PA Inmates Sue To Challenge Governor’s Parole Moratorium


Pennsylvania Gov. Ed Rendell’s four-week-old moratorium on paroling inmates has been challenged in a lawsuit contending that he has no constitutional authority to halt parole, the Philadelphia Inquirer reports. Civil-rights lawyers Leonard Sosnov and David Rudovsky sued for four inmates whose paroles were canceled. Sosnov called the moratorium “blatantly unconstitutional.” “It’s very clear that the governor cannot second-guess sentences or the grant of parole,” said Rudovsky. “Does the governor have the power to hold someone forever, even after the expiration of their sentence?”
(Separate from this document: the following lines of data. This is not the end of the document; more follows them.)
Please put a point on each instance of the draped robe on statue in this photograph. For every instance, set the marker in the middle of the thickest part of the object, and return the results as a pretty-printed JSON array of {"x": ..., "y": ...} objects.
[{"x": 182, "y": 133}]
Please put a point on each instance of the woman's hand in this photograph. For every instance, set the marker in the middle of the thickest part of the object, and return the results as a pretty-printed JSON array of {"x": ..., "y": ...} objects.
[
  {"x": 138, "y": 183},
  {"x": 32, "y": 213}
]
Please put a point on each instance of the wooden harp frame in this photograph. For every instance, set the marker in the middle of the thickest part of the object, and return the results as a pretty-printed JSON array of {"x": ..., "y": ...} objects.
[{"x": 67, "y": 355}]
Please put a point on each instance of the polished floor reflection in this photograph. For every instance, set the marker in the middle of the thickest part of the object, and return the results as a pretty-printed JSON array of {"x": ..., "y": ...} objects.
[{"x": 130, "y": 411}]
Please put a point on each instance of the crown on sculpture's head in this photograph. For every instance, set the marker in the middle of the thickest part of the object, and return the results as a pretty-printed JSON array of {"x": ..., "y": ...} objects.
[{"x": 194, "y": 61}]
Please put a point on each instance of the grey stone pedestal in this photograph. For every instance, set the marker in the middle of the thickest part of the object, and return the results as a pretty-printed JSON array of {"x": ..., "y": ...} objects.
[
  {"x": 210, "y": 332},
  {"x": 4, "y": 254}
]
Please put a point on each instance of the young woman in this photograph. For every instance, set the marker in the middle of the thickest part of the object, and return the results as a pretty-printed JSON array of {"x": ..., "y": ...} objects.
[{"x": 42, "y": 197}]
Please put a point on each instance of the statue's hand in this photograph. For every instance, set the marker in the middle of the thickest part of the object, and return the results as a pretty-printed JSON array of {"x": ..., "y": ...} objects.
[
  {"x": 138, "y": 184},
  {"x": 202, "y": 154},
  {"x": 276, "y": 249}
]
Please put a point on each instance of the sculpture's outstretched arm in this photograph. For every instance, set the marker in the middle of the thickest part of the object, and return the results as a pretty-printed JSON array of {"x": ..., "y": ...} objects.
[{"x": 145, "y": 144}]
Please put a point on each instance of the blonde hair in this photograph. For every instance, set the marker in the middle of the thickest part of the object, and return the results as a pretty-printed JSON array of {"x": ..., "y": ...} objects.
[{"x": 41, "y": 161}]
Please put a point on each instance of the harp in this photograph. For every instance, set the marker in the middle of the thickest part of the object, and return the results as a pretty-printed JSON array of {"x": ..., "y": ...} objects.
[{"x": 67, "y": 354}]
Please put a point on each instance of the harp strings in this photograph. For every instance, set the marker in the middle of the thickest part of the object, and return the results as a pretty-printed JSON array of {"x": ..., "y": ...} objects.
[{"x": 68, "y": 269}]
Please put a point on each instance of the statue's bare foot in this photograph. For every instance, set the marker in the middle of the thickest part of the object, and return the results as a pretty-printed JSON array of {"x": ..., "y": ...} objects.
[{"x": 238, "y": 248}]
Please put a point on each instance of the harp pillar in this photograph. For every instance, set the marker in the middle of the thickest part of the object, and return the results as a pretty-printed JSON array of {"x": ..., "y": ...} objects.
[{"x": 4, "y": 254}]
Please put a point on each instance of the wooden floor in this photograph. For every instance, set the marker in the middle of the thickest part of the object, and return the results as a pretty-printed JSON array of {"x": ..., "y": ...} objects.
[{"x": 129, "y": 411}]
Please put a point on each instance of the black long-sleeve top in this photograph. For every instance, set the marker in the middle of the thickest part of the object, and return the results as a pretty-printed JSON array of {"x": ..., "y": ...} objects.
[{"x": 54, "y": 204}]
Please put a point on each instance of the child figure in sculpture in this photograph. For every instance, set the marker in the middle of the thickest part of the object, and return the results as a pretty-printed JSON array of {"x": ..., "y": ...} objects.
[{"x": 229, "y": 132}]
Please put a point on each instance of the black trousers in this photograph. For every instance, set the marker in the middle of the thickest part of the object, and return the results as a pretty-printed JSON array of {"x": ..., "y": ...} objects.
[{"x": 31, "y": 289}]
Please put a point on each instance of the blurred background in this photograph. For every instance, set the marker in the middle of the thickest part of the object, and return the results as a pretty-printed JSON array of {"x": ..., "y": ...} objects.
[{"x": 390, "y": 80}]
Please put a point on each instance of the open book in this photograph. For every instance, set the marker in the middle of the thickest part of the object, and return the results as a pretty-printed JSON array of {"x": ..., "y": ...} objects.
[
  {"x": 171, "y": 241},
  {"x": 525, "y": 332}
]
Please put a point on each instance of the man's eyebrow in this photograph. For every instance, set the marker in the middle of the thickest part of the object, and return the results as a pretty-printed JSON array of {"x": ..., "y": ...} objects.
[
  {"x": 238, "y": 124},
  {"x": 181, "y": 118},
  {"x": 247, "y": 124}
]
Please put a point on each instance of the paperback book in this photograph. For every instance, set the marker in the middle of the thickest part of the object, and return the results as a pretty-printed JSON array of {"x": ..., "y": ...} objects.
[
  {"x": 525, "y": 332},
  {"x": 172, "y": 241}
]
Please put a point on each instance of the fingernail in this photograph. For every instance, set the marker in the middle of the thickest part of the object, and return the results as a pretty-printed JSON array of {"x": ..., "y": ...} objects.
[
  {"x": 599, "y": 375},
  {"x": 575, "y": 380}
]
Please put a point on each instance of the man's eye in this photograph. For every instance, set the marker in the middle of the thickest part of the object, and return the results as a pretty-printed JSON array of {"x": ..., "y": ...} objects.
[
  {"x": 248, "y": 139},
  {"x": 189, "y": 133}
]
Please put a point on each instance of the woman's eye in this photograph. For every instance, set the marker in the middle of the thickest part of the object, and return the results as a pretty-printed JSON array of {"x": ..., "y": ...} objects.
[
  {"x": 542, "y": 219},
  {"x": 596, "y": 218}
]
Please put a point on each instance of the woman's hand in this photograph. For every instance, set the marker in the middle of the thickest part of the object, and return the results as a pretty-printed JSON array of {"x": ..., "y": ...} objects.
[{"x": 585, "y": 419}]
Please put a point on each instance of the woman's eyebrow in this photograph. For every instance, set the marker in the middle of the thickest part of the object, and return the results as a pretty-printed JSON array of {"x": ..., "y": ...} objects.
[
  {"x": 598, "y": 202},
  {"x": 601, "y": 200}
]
Rendell froze parole on Sept. 29 in reaction to the Sept. 23 killing of Philadelphia police officer Patrick McDonald by a paroled felon. He named John Goldkamp, head of Temple University’s criminal-justice department, to do a top-to-bottom review of how the Board of Probation and Parole decides who gets paroled. Prisoner advocates say the state prison system is overcrowded and depends on the monthly release of about 1,100 parolees to operate safely. The inmate population Sept. 30 was 46,883 – 8 percent above what officials say is needed to maintain “quality of life and safety for both staff and inmates.”